Sportif tasarımıyla dikkat çeken yeni Ford Puma temelde Ford’un B segmenti platformunu kullanıyor ancak bunu arttırılmış dingil mesafesi ve iz genişliği ile SUV sınıfına özgü gövde orantılarıyla tamamlıyor. Puma, çarpıcı ve tamamen özgün bir siluet için alçak eğimli bir tavan çizgisi kullanıyor. Önden arkaya doğru yükselen ve arkaya doğru iyice genişleyen omuz çizgisi dinamik ve güçlü bir görünümü beraberinde getirmeyi amaçlamış. Yatay formlu iki parça stop lambası tasarımı ise daha geniş bir arka görünüm sunmakla birlikte bagaj erişimini kolaylaştıracak seviyede. Yan gövde boyunca uzanan pürüzsüz ve akıcı hatlar alt gövdede ön ve arka lastikler arasındaki iç bükey oluşumla daha dinamik ve canlı bir görünüm kazanıyor. Dinamik ve sportif tasarım LED sis lambaları gibi şık detaylarla tamamlanırken, yukarıda konumlandırılan farlarla birlikte kendine özgü bir görünüm ortaya çıkıyor.

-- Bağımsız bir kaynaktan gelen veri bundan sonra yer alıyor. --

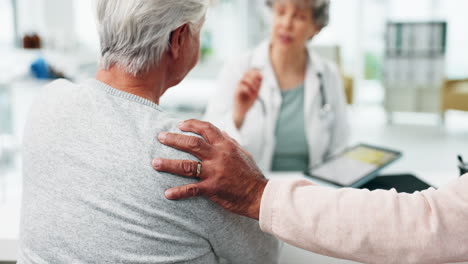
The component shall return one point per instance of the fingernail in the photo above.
(168, 194)
(157, 163)
(162, 136)
(181, 125)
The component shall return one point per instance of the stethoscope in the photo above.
(325, 107)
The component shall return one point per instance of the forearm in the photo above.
(375, 227)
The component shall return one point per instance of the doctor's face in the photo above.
(293, 25)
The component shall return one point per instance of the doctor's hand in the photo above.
(246, 95)
(228, 176)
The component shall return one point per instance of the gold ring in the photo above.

Yeni Ford Puma crossover ST-Line ve Titanium dahil her biri farklı bir karakter yansıtan son derece özgün tasarım detaylarına sahip donanım paketleriyle geliyor. Ford’un performans modellerinden izler taşıyan Puma ST-Line donanımda 18 inçlik jantlar sunulurken isteğe bağlı olarak 19 inçlik mat siyah jantlar tercih edilebiliyor. Her biri 11 farklı renk seçeneğine sahip yeni Ford Puma yenilikçi bagaj çözümünün de aralarında bulunduğu son derece fonksiyonel ve kullanışlı yapısal özellikler sunuyor. Sınıfının ödün vermeyi gerektirmeyen en iyi bagaj hacmine sahip olan yeni Puma’da 456 litrelik bir bagaj bulunuyor. Arka koltukların yatırılmasıyla 112 cm uzunluğunda, 97 cm genişliğinde ve 43 cm yüksekliğinde bir koli esnek kullanım özelliklerine sahip bagaja sığıyor.
Ford, bu yılın başlarında, yeni Focus’tan itibaren pazara sunulan her bir Ford otomobilin bir elektrikli seçeneğe sahip olacağını açıklamıştı. Yeni Ford Puma; sahip olduğu performans ile üstün sürüş keyfi sunarken yüksek yakıt verimliliğini beraberinde getiren Ford’un yenilikçi yarı-hibrit sistemini kullanan ilk model olacak. EcoBoost Hybrid teknolojisinde Puma’nın 1,0 litre EcoBoost benzinli motorunda 11,5 kW gücünde kayışla bağlantılı entegre bir marş/jeneratörü (BISG) devreye giriyor. Geleneksel alternatörün yerini alan bu sistem (BISG) fren anında oluşan ve boşa giden enerjiyi hava soğutmalı 48 Voltluk lityum-iyon bataryayı şarj etmek için kullanıyor. Sistem (BISG) aynı zamanda depolanan enerjiyi kullanarak üç silindirli benzinli motoru normal sürüş ve hızlanma anında ilave tork ile desteklemek üzere devreye giriyor. Yarı hibrit sistemin 125 PS ve 155 PS olmak üzere iki farklı güç versiyonu bulunuyor. Kişiselleştirme olanağı sunan 12,3 inçlik dijital gösterge ekranı sayesinde sürücüler sürüş destek sistemleri veya navigasyon gibi bilgileri ekranda önceliklendirebiliyor. 24 bit gerçek renkli ekran bilgileri daha canlı ve parlak göstererek sürüş esnasındaki okunabilirliği kolaylaştırıyor.